In his closing address to the jury, Mr Dunn said the key issue in the trial was the belief of the complainant’s friend that her drink had been spiked with drugs.

‘(He) becomes convinced that she must be drink-spiked, she must be drugged to be in the apartment with Mr Cooper. Drugged,’ Mr Dunn said.

Mr Dunn told the jury the woman had been surfing dating apps while enjoying pre-outing drinks at her home in the upmarket suburb of Brighton.

Phoenix Cooper and Philip Dunn, QC leave the Supreme Court of Victoria last week

Phoenix Cooper and Philip Dunn, QC leave the Supreme Court of Victoria last week 

He claimed his client was under the legitimate belief that he ‘was about to get laid’ when the woman climbed into bed with him and stripped off. 

Moments earlier she had accidentally climbed into the bed of Cooper’s born-again Christian housemate after a trip to the toilet. 

The jury heard the woman recorded a 15 out of 15 on the Glascow Coma Scale – a clinical test used to reliably measure a person’s level of consciousness after a brain injury – a little under an hour after the alleged rape. 

‘(She) thinks she’s a victim and when she finds out in November that her drink hasn’t been spiked, there aren’t any drugs, she becomes active in contacting the police,’ Mr Dunn said. 

The jury heard the victim repeatedly contacted police asking them about the investigation. 

‘She’s a victim. And she writes the note saying “I want and need him charged”. She’s making contact with the police, taking an active role in it,’ Mr Dunn said. 

‘Why does she need him charged … the defence suggests because she’s now an entrenched victim.’

Mr Dunn urged the jury to consider what his client must have thought after picking-up a woman at a bar, kissing her and winding up in bed with her. 

‘You’re fond of this person, you’re feeling affectionate towards him and the phone rings and the person says “No, I’m not coming home, I’m going to stay here”,’ Mr Dunn said. 

‘What do you think? You think they want to stay with you, in a bedroom … they start kissing, she takes her jeans off and then her panties, that it’s a reasonable thing for him to think that she’s up for sex? 

‘And anybody in his situation would think that … anybody in his situation, as he said to the police, “I’m going to get laid”. We say that’s a pretty fair thing to think. And then she gets on top of him.’

The jury agreed. 


A jury heard the woman had not been keen to talk to her mates after she left the club with Phoenix Cooper. 

When she didn’t pick-up the phone, her uni mate managed to track Cooper’s phone number down thanks to his previous bragging. 

When he finally picked-up the phone some 20 minutes after leaving the bar, Cooper claimed she didn’t want to speak. 

Unconvinced, her law student friend – now in an Uber himself – continued to demand he speak with her. 

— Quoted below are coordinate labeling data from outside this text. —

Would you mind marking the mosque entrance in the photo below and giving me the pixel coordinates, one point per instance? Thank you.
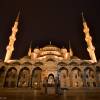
(51, 84)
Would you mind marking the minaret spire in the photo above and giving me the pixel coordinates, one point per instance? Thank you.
(30, 49)
(12, 39)
(88, 39)
(70, 49)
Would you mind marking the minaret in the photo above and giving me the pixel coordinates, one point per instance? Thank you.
(30, 50)
(70, 50)
(88, 39)
(12, 39)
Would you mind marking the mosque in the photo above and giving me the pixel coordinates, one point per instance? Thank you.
(50, 66)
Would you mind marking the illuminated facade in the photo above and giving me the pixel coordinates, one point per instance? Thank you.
(47, 67)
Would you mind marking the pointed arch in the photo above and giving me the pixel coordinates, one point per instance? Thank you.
(89, 77)
(11, 78)
(24, 77)
(36, 78)
(64, 78)
(76, 77)
(51, 80)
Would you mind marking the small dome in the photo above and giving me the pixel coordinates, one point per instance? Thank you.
(50, 48)
(36, 50)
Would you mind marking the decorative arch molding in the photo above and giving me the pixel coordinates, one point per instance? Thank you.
(36, 80)
(90, 77)
(24, 77)
(38, 64)
(76, 77)
(62, 64)
(11, 78)
(51, 80)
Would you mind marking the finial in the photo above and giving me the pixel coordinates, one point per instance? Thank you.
(83, 17)
(18, 16)
(69, 44)
(30, 44)
(50, 42)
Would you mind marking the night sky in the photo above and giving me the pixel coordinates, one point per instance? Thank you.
(42, 21)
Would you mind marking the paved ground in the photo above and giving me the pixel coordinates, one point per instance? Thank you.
(29, 94)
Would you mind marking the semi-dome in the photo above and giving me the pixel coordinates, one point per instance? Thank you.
(50, 48)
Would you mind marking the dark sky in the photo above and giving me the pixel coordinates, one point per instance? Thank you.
(42, 21)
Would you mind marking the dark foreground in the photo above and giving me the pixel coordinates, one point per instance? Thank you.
(29, 94)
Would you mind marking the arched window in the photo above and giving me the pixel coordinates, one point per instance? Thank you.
(11, 78)
(64, 78)
(90, 77)
(24, 77)
(51, 80)
(36, 78)
(76, 77)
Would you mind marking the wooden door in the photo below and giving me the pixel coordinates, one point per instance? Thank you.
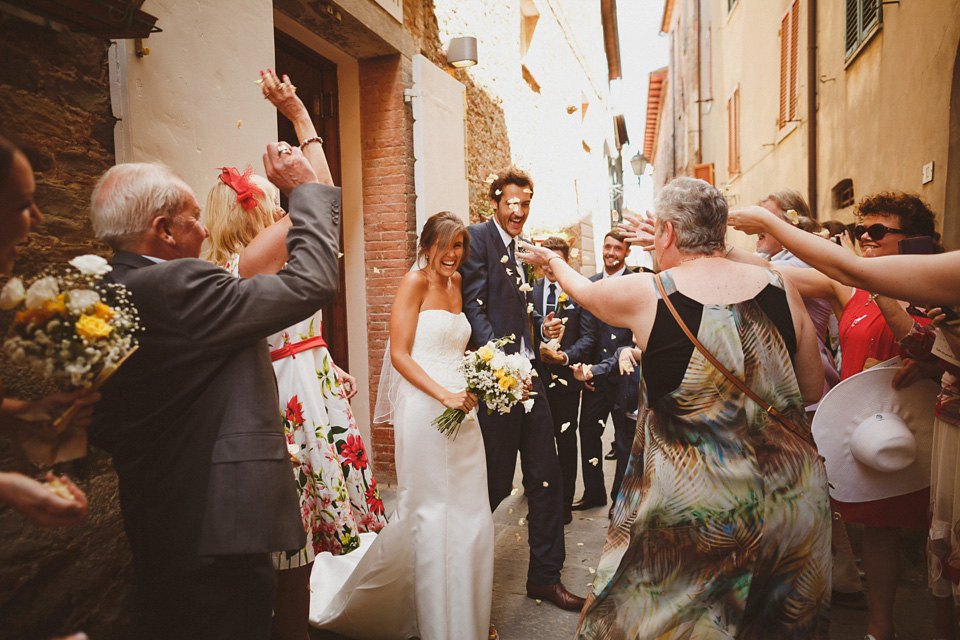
(316, 80)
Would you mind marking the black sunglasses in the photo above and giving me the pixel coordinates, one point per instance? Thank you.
(876, 231)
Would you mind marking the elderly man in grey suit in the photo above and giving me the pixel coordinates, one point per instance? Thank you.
(192, 419)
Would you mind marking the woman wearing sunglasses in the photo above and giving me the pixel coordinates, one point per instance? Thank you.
(865, 340)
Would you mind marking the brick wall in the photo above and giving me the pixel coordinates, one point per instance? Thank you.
(386, 134)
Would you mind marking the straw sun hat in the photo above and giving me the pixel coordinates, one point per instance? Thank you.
(876, 440)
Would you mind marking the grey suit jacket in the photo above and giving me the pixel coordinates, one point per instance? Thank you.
(192, 418)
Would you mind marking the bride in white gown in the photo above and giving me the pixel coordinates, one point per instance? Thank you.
(429, 572)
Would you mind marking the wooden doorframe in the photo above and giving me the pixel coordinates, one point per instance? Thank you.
(316, 80)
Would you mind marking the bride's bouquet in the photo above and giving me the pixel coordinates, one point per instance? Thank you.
(68, 327)
(500, 380)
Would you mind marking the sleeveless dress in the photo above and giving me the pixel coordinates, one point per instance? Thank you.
(429, 572)
(724, 530)
(339, 498)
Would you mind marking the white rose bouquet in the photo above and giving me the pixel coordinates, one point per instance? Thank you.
(71, 329)
(500, 380)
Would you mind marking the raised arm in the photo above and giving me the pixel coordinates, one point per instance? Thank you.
(283, 95)
(922, 279)
(628, 302)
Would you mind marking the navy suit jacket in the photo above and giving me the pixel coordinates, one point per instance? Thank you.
(607, 342)
(576, 343)
(492, 300)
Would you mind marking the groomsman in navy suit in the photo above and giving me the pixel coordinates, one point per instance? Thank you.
(497, 302)
(552, 306)
(603, 386)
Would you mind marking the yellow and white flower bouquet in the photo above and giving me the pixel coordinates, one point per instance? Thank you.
(498, 379)
(68, 327)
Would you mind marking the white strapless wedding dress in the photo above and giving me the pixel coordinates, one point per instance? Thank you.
(429, 572)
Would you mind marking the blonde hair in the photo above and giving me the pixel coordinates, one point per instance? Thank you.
(232, 227)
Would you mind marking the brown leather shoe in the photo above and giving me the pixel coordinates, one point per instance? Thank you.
(555, 593)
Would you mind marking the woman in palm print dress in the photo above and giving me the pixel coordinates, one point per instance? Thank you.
(724, 531)
(339, 498)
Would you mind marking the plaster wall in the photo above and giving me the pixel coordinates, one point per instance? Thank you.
(348, 82)
(885, 113)
(746, 54)
(192, 102)
(565, 147)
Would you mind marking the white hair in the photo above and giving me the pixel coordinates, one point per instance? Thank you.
(698, 213)
(129, 196)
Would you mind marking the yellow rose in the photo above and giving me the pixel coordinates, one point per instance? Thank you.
(91, 327)
(102, 311)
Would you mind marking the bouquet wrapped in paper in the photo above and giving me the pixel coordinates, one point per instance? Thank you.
(498, 379)
(73, 331)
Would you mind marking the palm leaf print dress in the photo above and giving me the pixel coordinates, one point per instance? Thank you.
(724, 531)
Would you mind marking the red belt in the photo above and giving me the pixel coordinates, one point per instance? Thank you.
(297, 347)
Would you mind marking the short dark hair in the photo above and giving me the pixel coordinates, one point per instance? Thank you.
(616, 235)
(510, 175)
(916, 217)
(443, 228)
(556, 243)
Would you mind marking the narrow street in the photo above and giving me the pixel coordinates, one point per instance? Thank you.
(520, 618)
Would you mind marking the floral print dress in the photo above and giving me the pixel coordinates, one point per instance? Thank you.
(339, 498)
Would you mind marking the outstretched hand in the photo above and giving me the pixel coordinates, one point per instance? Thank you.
(532, 254)
(40, 504)
(282, 95)
(751, 220)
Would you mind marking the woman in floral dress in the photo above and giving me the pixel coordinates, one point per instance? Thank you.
(339, 498)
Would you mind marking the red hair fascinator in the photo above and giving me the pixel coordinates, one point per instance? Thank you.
(247, 192)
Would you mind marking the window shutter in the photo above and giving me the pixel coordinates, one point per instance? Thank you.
(784, 68)
(733, 133)
(853, 25)
(794, 46)
(704, 172)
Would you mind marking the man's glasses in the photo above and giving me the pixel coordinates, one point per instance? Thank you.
(876, 231)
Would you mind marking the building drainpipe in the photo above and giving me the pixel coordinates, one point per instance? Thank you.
(813, 84)
(698, 155)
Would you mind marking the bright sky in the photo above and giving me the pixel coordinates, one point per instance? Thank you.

‘I’m fine, I’m fine,’ the woman told him. 

Concerned about the slurring of her speech, he asked and was provided Cooper’s address so that he could come and check on her. 

After that conversation, the woman got out of bed with Cooper and went to the toilet. 

When she attempted to return to the bedroom, the jury heard she ended up in the bed of Cooper’s born-again-Christian housemate, who promptly returned her to the correct bedroom. 

At 1.20am, the woman’s friends arrived at Cooper’s apartment complex and called him again. 

‘Darling your friends are here,’ Cooper was heard to say. 

But when Cooper failed to bring the woman down within 10 minutes, her mates proceeded to wake-up the entire complex by pressing every doorbell. 

When Cooper and the woman finally went downstairs, it was noted she had no shoes on and her clothes were on back-to-front. 

He would later tell police he had never seen his friend in such a state in the eight years he’d known her. 

He further claimed when all four of them went back up into Cooper’s apartment to retrieve the shoes, she mouthed the words ‘help me’. 

The court heard the woman’s two friends took her to hospital after she vomited in the Uber upon leaving Cooper’s pad. 

When cops met up with Cooper days later he freely admitted to having sex with the woman. 

Cooper’s barrister told the jury the reason his client hadn’t opened the door for the woman’s friends when they arrived that morning was because they were in the process of having sex, which Mr Cooper freely admitted when he finally opened the door.